Adelaide, Australia, 22 February 2019 – GPN Vaccines is pleased to announce Professor Helen Marshall has joined the Company’s Scientific & Advisory Board.
Prof Marshall is a NHMRC Practitioner Fellow who holds the position of Professor of Vaccinology in the Adelaide Medical School at the University of Adelaide and is the Deputy Director of the Robinson Research Institute, as well as the Medical Director of the Vaccinology and Immunology Research Trials Unit at the Women’s and Children’s Hospital, Adelaide.
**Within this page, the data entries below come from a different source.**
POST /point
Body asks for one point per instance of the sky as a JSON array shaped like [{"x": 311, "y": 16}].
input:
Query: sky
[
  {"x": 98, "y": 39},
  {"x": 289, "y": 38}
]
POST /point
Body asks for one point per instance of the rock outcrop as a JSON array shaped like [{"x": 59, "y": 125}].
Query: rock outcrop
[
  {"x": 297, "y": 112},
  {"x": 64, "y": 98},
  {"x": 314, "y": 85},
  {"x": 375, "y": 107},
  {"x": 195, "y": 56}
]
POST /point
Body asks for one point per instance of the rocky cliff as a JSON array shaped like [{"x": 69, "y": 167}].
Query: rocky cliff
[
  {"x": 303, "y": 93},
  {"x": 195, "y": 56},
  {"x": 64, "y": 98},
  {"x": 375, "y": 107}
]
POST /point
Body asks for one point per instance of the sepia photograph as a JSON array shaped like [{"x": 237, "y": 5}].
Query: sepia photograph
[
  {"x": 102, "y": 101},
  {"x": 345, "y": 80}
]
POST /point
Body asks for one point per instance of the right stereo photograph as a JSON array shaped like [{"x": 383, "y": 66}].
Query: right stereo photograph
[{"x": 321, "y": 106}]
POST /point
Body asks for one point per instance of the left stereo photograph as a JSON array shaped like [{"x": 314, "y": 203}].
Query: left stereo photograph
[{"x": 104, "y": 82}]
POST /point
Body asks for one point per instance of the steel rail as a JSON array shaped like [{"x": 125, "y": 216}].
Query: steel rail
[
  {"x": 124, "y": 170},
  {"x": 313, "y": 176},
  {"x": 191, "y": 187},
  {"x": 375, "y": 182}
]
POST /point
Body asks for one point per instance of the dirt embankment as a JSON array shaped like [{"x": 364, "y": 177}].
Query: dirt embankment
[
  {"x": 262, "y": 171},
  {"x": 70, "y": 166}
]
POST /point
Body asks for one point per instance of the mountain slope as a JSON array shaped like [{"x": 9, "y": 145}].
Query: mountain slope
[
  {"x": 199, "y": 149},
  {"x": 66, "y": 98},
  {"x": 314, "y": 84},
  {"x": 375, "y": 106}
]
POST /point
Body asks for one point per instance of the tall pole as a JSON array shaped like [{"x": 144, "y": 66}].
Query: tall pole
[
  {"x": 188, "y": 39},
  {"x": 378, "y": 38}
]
Prof Marshall has been an investigator on more than 50 paediatric, adolescent and adult clinical trials including studies on influenza, pertussis, meningococcal and human papillomavirus vaccines. She was also the lead investigator on the “B Part of It” study, the largest study of its kind globally assessing the herd immunity impact of GSK’s meningococcal B vaccine. Over the past 15 years she has published more than 150 peer-reviewed papers in high quality general medicine and specialist journals across diverse disciplines and has been awarded 16 National Health & Medical Research Council and Australian Research Council grants and foundation and industry grants totalling more than $28 million.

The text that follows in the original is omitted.